Die bedrohten 40 Prozent würden einer Blitzumfrage des Verbands der Sportartikelerzeuger und Sportausrüster Österreichs (VSSÖ) den bevorstehenden Winter nicht überleben oder schon nach dem Lockdown gar nicht mehr aufsperren. "Das Winter- und Weihnachtsgeschäft macht bis zu 70 Prozent des Umsatzes der touristischen Sportfachhändler aus", erläutert VSSÖ-Präsident Gernot Kellermayr. "Davon wiederum werden 30 Prozent mit Ski-Verleih und Service verdient." Diese Umsätze würden nun komplett wegfallen und könnten nicht mehr aufgeholt werden - "genauso wie in der Gastronomie".

"Die Situation wird auch im Heimatmarkt in der Bevölkerung aufgrund von Kurzarbeit und Arbeitslosigkeit immer dramatischer", gibt Atomic-Chef und Skiindustriesprecher Wolfgang Mayrhofer zu bedenken. "Ausgaben für Sport und Freizeit werden sinken."

"Auch die für die Branche aktuell wirtschaftlich lebensnotwendigen Schulskikurse können aus heutiger Sicht nicht stattfinden", sagt Intersport-Geschäftsführer Thorsten Schmitz.

Branche braucht Winterumsatz

Unisono hieß es von den Branchenvertretern, dass die Lager voll seien. Die Nachholeffekte würden im Sportfachhandel aber niedriger ausfallen, als bisher erhofft bzw. kolportiert. "Service und Verleih sind nicht nachholbar", so Holger Schwarting, Chef von Sport2000. Und: "Jedes einzelne Produkt von der Skibrille über den Helm, und die Skier bis zur Rodel, die jetzt beim internationalen Online-Händler oder im Lebensmittel-Einzelhandel gekauft werden, sind für uns verloren", so Christoph Bründl von Bründl Sports.

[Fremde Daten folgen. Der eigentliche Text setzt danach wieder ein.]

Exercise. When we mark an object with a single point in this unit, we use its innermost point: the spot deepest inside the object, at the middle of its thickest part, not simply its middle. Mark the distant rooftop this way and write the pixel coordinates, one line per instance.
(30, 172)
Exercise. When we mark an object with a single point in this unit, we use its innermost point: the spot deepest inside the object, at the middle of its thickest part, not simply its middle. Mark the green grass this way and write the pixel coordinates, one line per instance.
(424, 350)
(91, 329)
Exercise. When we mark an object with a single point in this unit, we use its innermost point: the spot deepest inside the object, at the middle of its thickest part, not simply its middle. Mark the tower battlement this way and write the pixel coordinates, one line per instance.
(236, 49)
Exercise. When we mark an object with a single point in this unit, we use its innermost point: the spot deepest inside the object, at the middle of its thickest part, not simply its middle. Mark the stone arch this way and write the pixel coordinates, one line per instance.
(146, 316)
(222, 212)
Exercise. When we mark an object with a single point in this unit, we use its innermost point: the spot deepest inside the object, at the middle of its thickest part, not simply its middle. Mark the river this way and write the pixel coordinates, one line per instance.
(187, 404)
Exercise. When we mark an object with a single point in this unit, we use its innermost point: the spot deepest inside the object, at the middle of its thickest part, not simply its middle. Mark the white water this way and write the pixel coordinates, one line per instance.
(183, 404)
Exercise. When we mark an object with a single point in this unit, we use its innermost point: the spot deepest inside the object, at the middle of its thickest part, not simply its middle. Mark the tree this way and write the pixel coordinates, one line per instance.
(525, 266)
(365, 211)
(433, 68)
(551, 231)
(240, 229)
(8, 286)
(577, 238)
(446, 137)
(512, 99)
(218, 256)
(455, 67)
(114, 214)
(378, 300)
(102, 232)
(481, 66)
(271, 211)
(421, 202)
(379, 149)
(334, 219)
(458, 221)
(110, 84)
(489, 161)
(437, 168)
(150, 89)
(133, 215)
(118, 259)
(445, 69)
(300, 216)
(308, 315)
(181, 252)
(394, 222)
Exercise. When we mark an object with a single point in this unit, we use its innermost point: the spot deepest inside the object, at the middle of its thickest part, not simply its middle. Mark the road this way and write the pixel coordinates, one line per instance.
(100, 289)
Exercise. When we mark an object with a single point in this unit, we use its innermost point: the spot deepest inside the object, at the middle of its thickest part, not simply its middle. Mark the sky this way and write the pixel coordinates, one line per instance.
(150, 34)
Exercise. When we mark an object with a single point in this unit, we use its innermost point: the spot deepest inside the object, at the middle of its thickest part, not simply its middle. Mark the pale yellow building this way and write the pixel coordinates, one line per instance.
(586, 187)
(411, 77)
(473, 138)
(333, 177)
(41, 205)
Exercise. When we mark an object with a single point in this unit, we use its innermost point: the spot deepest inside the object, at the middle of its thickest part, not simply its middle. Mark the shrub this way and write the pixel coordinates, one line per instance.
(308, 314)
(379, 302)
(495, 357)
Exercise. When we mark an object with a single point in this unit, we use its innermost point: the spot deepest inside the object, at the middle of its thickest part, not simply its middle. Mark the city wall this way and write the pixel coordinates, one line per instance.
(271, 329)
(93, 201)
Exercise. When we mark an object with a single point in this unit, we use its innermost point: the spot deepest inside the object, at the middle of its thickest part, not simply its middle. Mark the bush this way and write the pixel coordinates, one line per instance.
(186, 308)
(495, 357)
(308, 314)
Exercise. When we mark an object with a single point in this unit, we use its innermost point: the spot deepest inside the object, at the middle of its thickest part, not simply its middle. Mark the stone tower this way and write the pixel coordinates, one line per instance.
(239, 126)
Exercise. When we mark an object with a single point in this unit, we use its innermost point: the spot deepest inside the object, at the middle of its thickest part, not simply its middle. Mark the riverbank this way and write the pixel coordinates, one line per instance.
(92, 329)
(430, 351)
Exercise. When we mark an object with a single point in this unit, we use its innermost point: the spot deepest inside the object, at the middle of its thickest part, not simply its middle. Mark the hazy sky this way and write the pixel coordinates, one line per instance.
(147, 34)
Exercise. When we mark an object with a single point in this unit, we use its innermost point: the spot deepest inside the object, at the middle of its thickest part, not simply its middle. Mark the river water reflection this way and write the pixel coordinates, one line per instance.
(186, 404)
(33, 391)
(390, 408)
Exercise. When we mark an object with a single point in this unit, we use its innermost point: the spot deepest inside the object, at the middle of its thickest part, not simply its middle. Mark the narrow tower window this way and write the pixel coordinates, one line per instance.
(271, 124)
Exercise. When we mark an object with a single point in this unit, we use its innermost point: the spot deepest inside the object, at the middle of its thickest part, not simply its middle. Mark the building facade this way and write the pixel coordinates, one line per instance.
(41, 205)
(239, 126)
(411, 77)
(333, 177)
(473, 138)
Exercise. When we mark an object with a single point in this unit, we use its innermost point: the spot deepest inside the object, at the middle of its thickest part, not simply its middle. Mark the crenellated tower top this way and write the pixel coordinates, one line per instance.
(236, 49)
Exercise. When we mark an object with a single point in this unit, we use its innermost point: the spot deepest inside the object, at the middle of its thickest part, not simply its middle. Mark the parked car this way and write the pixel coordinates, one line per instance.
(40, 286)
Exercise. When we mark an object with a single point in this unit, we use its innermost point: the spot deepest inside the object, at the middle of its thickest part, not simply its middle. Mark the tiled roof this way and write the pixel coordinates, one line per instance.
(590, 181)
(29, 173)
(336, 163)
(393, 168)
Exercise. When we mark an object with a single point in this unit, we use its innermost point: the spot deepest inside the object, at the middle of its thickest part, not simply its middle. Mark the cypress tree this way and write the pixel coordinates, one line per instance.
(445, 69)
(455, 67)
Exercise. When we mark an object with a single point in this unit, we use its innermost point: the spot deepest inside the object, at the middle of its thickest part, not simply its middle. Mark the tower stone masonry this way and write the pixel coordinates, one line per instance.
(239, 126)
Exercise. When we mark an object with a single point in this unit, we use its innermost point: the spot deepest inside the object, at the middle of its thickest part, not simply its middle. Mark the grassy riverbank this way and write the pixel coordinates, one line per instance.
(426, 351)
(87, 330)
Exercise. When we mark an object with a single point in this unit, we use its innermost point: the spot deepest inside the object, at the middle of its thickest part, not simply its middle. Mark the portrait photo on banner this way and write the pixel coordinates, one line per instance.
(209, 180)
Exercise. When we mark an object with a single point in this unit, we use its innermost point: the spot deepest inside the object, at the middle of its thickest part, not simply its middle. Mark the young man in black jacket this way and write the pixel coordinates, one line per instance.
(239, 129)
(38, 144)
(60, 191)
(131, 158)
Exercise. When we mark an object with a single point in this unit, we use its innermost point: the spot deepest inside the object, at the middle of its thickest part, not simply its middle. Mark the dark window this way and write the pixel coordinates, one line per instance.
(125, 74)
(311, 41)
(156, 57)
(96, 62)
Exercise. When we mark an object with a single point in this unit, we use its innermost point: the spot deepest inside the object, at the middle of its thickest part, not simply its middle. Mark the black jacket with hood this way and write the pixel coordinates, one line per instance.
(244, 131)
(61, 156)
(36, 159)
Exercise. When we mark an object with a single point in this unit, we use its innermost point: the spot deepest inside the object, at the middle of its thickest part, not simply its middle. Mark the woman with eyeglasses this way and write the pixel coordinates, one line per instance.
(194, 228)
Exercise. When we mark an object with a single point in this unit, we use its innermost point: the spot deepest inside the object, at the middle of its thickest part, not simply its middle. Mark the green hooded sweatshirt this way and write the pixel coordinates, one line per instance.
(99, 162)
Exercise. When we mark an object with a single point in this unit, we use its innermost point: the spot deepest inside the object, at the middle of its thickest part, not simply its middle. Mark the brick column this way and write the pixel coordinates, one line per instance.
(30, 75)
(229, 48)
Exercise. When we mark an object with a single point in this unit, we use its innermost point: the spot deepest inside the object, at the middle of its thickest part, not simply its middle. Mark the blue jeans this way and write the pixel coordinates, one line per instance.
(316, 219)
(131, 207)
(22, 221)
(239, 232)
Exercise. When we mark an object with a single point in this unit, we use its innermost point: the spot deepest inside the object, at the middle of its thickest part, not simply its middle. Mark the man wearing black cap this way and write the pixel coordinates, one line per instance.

In den kommenden vier Monaten gehe es für den heimischen Sportfachhandel und die Skiindustrie um alles. "Ohne das Winter-Umsatzvolumen ist unsere Branche nicht überlebensfähig."

Bis Ende September wurde österreichweit im Sportfachhandel ein Umsatzeinbruch von 11 Prozent verzeichnet. Das zeigt, dass die Umsatzausfälle aus dem ersten Lockdown bei weitem nicht aufgeholt wurden. Vor allem in touristischen Regionen waren die Umsatzausfälle viel höher und beliefen sich auf bis zu 70 Prozent, so der VSSÖ.

Der Lockdown wirke lange nach, weil weitere Faktoren entscheidend seien. Extrem viel hängt von offenen Grenzen ab - und natürlich von der Seilbahnwirtschaft und dem Tourismus an sich.